Android meets Arduino as the ADK and NFC allow new physical interfaces.

Android is rapidly extending beyond the phone and becoming a hardware hub, with capabilities that allow a wide range of applications and interface possibilities. Features like Near Field Communication (NFC) and the Open Accessory Development Kit (ADK) are opening new arenas for developers.

Brian Jepson (@bjepson) is an O’Reilly editor and hardware hacker who’s recently been focusing on making things with technologies like Arduino and Android. Jepson and Tyler Moskowite (@tmoskowite), a programmer and engineering intern at Make Magazine, will be presenting a workshop on “Getting Physical with Android: Open Accessories & NFC” at the upcoming Android Open Conference. I recently spoke to Jepson and Moskowite about the convergence of Android and hardware hacking, and what it might mean for the Android ecosystem.

Our interview follows.

What does Android’s openness allow developers to do?

Android logoBrian Jepson: I think the biggest thing is that it allows developers to experiment. On iOS, you have to spend money to even deploy apps to a phone that you own. And unless you put an app in the App Store or sign up for the Enterprise or Academic programs, you can only distribute apps to 100 devices total. It’s cumbersome.
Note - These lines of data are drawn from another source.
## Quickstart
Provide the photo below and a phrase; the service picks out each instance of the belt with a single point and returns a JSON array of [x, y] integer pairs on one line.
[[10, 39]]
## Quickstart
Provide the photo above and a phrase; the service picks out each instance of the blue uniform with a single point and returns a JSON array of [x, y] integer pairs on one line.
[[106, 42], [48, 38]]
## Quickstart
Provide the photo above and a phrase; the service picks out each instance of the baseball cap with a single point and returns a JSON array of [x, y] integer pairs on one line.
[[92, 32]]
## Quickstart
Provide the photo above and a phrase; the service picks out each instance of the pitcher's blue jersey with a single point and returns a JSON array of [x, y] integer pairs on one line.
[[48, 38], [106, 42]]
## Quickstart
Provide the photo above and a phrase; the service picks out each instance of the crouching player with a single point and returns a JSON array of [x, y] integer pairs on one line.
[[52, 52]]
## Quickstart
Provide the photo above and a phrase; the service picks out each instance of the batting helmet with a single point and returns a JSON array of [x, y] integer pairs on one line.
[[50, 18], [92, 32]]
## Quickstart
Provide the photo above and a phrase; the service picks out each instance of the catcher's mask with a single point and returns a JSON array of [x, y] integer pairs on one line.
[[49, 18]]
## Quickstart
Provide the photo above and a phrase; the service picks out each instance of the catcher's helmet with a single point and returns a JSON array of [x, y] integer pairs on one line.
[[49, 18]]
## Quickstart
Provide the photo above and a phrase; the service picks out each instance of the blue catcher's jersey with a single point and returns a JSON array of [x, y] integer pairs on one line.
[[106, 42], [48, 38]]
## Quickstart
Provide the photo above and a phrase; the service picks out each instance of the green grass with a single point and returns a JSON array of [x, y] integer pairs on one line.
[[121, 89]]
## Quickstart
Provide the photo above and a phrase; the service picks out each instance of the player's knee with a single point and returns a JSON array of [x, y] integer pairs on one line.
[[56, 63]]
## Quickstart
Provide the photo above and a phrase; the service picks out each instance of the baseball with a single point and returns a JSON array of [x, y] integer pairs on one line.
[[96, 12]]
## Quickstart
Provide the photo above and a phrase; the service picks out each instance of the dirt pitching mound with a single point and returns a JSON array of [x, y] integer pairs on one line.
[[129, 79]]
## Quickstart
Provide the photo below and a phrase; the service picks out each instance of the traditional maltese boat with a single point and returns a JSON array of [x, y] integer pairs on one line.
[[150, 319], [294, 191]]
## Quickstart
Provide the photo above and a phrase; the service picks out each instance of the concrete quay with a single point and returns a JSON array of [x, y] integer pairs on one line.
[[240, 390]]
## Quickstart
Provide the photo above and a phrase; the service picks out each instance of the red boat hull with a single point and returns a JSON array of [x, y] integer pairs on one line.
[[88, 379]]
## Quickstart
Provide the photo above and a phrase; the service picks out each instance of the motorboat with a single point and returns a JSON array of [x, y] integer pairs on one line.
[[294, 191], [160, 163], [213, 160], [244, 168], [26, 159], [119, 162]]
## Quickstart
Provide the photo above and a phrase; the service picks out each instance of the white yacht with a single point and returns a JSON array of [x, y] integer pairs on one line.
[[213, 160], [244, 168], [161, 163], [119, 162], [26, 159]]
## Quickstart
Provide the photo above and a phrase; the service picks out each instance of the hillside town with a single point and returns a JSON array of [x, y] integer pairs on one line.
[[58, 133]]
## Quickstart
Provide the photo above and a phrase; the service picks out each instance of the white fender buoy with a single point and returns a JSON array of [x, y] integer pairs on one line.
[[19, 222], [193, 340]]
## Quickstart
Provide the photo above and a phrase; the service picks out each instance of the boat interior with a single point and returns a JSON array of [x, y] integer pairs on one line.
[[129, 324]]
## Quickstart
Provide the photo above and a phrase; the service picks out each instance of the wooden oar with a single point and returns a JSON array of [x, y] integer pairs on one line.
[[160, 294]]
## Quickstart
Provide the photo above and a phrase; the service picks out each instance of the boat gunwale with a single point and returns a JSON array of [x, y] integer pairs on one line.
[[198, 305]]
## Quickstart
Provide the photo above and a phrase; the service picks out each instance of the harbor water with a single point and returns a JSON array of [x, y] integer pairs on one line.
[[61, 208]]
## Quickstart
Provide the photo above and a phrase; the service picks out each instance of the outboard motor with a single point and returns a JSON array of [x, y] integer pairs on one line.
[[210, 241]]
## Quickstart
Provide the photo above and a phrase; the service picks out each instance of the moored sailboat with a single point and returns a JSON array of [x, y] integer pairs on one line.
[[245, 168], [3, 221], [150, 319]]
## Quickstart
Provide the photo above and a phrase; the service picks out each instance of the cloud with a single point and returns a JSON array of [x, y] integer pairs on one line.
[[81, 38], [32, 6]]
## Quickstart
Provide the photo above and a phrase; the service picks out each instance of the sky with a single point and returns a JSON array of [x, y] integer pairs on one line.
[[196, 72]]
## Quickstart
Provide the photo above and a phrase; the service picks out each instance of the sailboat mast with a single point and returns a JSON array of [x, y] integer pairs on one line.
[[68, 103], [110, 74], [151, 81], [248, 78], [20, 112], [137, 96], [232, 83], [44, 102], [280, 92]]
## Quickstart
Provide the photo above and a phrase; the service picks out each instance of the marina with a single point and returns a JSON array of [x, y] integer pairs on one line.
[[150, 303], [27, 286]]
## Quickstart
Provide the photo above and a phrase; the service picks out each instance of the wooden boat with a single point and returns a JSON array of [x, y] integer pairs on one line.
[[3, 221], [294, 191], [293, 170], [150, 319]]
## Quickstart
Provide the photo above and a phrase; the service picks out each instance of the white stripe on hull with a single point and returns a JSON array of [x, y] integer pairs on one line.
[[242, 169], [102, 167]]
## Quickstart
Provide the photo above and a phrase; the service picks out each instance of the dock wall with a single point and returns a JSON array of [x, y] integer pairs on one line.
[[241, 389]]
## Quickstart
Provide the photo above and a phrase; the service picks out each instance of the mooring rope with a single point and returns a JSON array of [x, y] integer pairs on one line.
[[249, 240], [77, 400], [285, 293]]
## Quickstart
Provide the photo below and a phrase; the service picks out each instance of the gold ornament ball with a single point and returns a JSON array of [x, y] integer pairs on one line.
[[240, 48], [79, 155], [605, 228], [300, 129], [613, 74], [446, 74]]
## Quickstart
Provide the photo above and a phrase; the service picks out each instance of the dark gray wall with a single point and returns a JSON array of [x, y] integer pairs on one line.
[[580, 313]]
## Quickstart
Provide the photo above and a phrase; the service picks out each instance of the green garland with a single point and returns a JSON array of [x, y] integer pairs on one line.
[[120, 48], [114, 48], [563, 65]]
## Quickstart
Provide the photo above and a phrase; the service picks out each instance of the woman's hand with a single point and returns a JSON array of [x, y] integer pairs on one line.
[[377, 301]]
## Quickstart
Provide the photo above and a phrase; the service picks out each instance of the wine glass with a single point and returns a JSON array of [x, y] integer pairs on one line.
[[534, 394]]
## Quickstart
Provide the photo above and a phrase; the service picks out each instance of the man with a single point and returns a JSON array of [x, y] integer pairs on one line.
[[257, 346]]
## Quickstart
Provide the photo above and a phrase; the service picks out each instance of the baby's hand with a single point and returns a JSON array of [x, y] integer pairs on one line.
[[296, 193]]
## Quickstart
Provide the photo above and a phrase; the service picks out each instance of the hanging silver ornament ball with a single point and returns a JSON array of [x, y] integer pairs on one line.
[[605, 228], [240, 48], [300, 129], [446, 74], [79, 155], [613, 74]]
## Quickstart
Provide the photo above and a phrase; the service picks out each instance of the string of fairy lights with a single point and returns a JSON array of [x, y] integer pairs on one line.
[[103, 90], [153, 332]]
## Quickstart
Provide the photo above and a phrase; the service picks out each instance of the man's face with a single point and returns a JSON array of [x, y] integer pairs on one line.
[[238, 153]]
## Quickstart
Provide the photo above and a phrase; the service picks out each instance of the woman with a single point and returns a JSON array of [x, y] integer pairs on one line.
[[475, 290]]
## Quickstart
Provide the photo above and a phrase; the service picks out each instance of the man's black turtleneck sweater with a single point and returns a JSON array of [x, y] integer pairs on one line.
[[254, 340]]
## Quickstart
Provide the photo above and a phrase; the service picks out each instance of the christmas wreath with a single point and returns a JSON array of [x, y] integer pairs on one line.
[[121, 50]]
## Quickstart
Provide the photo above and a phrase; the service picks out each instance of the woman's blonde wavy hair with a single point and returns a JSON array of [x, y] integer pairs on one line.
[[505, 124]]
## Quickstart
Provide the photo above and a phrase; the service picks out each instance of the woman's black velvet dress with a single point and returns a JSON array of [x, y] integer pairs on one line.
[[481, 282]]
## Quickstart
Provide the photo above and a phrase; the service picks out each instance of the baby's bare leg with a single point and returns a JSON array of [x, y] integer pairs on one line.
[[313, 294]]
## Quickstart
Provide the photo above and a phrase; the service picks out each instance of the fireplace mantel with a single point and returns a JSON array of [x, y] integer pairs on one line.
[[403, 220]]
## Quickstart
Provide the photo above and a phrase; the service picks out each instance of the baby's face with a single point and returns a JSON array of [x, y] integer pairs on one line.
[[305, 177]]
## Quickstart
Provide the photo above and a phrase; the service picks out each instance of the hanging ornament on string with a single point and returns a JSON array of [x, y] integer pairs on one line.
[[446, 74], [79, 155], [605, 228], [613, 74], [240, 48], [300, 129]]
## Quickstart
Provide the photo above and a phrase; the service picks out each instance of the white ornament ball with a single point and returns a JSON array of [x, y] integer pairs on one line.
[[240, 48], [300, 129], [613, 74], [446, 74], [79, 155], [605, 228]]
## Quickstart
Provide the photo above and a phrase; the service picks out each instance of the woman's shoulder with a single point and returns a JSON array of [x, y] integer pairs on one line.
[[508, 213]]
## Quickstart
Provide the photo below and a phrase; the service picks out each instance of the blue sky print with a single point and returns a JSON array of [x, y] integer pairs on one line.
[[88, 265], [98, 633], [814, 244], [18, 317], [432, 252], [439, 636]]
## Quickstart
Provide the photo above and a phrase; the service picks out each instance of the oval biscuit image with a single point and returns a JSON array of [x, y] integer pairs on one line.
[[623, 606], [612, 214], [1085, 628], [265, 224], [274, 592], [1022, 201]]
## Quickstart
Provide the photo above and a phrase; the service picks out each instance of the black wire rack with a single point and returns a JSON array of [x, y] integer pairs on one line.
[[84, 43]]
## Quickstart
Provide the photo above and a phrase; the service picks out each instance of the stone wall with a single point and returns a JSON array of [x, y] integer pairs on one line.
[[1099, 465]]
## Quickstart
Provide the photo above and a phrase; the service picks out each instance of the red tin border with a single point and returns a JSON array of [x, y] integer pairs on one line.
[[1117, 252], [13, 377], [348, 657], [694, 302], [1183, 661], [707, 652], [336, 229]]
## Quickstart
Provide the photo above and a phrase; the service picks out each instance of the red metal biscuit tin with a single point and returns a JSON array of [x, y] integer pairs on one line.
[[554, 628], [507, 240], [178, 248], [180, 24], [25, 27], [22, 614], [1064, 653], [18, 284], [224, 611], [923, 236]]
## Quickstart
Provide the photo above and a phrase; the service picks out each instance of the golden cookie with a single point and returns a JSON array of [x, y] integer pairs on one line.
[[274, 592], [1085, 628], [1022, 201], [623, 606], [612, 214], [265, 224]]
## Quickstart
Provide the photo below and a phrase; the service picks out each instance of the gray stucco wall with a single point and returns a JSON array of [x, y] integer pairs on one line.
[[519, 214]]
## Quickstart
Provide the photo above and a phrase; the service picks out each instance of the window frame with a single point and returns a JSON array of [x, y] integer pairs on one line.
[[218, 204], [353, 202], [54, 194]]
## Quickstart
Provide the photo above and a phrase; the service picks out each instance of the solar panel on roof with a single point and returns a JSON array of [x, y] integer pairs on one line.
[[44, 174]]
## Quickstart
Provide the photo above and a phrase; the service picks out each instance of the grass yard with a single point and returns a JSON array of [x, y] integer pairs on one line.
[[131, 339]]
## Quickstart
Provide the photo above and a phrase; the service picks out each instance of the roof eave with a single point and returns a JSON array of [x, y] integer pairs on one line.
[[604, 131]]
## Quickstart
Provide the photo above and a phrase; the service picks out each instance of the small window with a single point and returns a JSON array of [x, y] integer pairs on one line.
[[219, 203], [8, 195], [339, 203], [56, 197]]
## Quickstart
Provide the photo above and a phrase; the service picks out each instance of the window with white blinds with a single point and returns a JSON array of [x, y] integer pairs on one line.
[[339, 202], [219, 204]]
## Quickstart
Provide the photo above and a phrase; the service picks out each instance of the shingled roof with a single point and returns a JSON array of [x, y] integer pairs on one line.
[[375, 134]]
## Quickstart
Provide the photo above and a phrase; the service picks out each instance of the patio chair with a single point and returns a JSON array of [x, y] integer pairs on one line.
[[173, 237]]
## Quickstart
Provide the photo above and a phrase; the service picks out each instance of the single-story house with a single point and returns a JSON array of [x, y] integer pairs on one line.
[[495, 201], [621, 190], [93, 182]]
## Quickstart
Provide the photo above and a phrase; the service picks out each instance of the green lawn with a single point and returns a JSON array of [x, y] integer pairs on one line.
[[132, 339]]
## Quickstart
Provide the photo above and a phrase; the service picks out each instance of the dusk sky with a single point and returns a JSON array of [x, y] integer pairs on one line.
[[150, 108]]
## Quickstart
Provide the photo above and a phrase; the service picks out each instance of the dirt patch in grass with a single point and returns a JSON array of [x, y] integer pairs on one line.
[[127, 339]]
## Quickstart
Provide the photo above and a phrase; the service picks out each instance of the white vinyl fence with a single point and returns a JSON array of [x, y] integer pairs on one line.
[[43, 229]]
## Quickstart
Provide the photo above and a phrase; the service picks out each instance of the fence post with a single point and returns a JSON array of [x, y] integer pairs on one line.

I love that you can “sideload” apps on Android: make an app, distribute it outside the Android Market, and people can use it.

Tyler Moskowite: Allowing developers to reproduce their own versions of the Android operating system has resulted in many custom versions of Android. The most notable one is Cyanogen Mod, which provides the base for lots of custom Android systems.

What kinds of things are makers building with NFC, the Accessory Development Kit, and Arduino?

Brian Jepson: I haven’t seen much being done with NFC, though I did a wacky demo with it that involved Processing, Arduino, and Twitter. But there have been lots of cool things done with the ADK. I’ve seen everything from tablet-controlled dancing robots to a cell-phone-controlled ball maze inspired by the life-size labyrinth at Google I/O.

There have been interesting projects going on with Arduino since before the ADK. In fact, I built a variation on Tero and Kimmo Karvinen’s Soccer Playing Robot (from Make: Arduino Bots and Gadgets) and brought it to Google I/O. This combined Android and Arduino, but they communicated over Bluetooth instead of a cable, the way the ADK currently works. Tero and Kimmo’s robot is one of my favorite Android/Arduino projects. Amarino is also very cool, though it’s more of a platform for connecting Arduino and Android.

How big a problem is fragmentation in the Android ecosystem?

Brian Jepson: It’s more noticeable to me because I work with things like NFC and ADK that require a very recent version of Android. I don’t know how big a deal it is for lots of other folks. I can look at the fragmentation dashboard, and yeah, it’s not pretty. At least Android 2.x is dominating. But it’s a problem and a headache for developers. I figure Google can mitigate the problem, but I don’t see them ever making it go away.

Tell us a little about the Mini Maker Faire event at Android Open. What kind of makers are you looking for?

Brian Jepson: We are looking for anyone who has made something cool using Android and related technologies. We’d love to have a broad spectrum of crafts, electronics, robots, and so forth.